Mr Chilcott says that "in order to get through the door into the peace talks all groups had to commit themselves to democratic standards and to the non-use of violence to pursue their political goals." One other key element of the Good Friday Agreement that set the stage for the final settlement was that the IRA should disarm-decommission their weapons was the euphemism-before the final settlement. The then Prime Minister Tony Blair underlined this several times in the same parliament where the chairman of the APPG, Keith Vaz and its deputy Simon Hughes sing a baleful duet for the LTTE in the guise of helping the Tamils. Blair insisted that weapons had to be given up during the negotiations and that any party that resorted to violence during the talks would be excluded from them. The IRA did surrender the weapons under verification and renounced violence.

Mr Chilcott talks of the need for the government to present political proposals that would be credible in order to win over what he calls "moderate Tamil opinion." Unfortunately those in the international community who involved themselves in the peace moves don't seem to have helped that moderate Tamil opinion to organise and articulate its needs, obsessed as they were with placating the LTTE and going along uncritically with whatever the Norwegians did. Had the foreign powers done so and taken strong measures every time the LTTE tried to silence the voice of the other Tamils we might have had a platform on which to work towards an acceptable political solution.
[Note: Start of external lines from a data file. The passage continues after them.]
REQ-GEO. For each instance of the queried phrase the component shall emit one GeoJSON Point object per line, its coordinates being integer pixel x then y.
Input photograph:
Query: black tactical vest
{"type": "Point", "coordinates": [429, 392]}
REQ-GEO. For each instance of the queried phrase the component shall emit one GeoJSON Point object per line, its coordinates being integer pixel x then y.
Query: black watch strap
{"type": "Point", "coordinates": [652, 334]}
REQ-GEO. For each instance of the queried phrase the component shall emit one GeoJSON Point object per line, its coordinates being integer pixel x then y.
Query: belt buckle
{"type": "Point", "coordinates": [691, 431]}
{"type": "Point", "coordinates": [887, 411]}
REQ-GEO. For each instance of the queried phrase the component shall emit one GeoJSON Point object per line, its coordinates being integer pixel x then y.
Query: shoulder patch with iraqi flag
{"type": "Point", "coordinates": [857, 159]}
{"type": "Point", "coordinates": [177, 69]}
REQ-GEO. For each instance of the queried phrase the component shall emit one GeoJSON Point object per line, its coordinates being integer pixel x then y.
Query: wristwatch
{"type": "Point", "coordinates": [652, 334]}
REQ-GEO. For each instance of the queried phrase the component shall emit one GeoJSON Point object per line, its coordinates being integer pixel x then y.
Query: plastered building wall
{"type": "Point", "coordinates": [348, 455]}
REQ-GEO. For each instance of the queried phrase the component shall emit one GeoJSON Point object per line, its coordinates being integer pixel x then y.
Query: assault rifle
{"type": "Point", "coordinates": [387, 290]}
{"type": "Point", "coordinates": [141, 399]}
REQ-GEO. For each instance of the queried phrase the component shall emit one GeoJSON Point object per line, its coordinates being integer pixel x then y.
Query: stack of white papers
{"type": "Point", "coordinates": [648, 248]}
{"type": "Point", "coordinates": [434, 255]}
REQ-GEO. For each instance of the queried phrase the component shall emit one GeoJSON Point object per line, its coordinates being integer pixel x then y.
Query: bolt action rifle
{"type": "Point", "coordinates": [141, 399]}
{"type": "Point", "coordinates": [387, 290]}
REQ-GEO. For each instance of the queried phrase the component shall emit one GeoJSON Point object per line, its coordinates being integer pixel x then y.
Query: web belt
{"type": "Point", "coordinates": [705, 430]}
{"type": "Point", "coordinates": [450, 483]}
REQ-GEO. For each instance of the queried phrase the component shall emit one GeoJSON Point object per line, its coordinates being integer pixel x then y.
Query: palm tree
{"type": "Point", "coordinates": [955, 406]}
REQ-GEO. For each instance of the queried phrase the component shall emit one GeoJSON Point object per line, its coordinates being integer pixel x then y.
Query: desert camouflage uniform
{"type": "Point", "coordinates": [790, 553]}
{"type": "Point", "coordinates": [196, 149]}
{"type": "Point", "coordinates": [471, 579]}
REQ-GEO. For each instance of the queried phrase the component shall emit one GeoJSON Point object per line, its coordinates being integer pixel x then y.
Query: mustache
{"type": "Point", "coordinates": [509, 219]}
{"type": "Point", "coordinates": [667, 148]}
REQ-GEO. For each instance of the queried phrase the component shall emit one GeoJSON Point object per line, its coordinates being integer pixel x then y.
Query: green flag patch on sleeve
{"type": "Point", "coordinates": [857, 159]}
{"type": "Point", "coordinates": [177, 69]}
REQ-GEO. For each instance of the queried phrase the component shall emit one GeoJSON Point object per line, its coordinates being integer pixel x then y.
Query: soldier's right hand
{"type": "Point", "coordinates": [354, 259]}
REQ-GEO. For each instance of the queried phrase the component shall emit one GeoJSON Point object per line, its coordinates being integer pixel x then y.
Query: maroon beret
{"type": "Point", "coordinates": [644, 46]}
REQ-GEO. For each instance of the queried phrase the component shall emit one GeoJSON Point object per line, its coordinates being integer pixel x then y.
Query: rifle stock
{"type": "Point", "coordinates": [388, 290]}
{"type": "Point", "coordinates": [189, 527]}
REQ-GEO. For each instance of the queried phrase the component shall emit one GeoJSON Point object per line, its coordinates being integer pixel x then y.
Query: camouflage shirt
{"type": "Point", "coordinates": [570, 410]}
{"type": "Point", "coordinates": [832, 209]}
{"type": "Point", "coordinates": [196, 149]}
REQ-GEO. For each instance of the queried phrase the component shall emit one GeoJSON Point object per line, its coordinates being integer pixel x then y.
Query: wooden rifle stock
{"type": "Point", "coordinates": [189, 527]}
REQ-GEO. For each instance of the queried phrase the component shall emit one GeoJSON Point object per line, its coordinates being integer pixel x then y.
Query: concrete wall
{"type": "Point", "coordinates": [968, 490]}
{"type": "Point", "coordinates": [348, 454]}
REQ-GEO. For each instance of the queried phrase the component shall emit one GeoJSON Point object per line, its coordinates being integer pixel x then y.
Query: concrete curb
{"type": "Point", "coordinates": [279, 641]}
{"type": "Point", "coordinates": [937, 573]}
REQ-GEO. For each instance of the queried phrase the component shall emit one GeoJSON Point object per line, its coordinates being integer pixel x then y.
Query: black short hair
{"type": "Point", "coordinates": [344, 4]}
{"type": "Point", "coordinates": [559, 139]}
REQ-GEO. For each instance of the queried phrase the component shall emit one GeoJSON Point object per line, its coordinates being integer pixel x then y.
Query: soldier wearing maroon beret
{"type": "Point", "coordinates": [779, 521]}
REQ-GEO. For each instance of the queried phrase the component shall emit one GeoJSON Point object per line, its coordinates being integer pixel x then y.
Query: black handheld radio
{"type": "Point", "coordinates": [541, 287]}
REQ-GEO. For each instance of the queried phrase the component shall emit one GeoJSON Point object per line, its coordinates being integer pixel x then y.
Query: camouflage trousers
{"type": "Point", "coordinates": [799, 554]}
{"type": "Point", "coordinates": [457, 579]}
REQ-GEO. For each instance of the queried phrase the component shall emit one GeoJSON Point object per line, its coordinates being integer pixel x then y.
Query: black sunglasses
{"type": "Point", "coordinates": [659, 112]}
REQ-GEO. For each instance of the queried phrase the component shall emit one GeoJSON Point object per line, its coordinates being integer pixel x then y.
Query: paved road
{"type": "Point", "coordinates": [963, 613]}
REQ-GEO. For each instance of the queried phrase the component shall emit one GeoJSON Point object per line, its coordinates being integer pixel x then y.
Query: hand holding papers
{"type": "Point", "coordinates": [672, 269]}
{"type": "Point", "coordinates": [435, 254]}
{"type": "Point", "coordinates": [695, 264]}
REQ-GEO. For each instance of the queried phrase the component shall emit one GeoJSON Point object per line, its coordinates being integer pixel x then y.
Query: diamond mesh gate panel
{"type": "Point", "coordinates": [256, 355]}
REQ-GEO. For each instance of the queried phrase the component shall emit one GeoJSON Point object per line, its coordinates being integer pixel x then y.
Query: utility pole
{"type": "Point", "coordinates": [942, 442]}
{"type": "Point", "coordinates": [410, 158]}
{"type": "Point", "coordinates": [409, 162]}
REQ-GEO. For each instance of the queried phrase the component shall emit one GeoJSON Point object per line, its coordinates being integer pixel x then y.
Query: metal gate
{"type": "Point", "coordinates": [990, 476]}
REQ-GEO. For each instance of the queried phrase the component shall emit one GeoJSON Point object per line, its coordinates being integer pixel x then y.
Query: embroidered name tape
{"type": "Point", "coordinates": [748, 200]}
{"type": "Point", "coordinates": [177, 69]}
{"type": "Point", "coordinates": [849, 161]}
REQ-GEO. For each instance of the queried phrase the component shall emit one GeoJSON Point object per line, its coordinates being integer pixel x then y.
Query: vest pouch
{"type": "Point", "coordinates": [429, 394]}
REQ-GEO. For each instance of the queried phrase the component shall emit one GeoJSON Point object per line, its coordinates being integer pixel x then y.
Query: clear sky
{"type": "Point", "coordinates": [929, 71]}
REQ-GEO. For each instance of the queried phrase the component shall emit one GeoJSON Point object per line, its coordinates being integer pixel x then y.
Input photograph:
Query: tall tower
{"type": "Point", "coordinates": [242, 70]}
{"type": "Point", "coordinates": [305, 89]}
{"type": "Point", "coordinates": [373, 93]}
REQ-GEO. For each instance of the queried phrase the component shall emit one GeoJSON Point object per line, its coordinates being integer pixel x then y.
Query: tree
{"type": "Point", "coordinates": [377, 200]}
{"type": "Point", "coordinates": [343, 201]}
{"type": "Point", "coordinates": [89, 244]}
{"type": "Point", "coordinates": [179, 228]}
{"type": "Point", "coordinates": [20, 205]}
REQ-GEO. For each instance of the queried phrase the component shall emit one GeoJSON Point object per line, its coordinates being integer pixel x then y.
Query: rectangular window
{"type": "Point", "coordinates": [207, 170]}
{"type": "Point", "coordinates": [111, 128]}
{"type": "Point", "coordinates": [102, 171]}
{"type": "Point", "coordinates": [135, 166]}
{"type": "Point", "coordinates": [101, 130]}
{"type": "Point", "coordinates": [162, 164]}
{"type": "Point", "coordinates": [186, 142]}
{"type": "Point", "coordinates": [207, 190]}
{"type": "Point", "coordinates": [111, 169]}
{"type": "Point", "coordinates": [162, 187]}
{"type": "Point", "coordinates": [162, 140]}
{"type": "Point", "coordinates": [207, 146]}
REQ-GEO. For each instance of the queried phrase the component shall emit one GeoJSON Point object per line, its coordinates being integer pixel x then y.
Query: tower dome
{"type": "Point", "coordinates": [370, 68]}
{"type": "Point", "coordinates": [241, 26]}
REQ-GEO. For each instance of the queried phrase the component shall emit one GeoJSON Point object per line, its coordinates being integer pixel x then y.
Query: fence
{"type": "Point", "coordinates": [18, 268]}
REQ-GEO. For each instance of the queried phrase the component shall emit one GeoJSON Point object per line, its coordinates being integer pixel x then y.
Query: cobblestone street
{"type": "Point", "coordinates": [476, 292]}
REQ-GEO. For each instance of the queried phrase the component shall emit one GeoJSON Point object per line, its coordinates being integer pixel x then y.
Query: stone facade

The departing high commissioner makes a very valid point that should be made available to all those in both houses of the British parliament and to borough councillors who seem to know little of the situation and are easily influenced by some of their vociferous colleagues.

"I have serious doubts as to whether the LTTE leadership would be sincere about reaching a negotiated settlement that reinforces democratic values within a united Sri Lanka. They have never accepted that anyone else should be able to speak for the Tamil people, a fundamentally anti-democratic position. But, unless and until they embrace democratic non-violent methods, they will exclude themselves from any future peace." If Chilcott represents the voice of the British government then these views should be conveyed to Keith Vaz of the Labour Party and Simon Hughes of the Liberal Democrats who seem to be leading the Tamil community up the garden path for their own temporary political gain rather than in the interests of the larger Tamil community.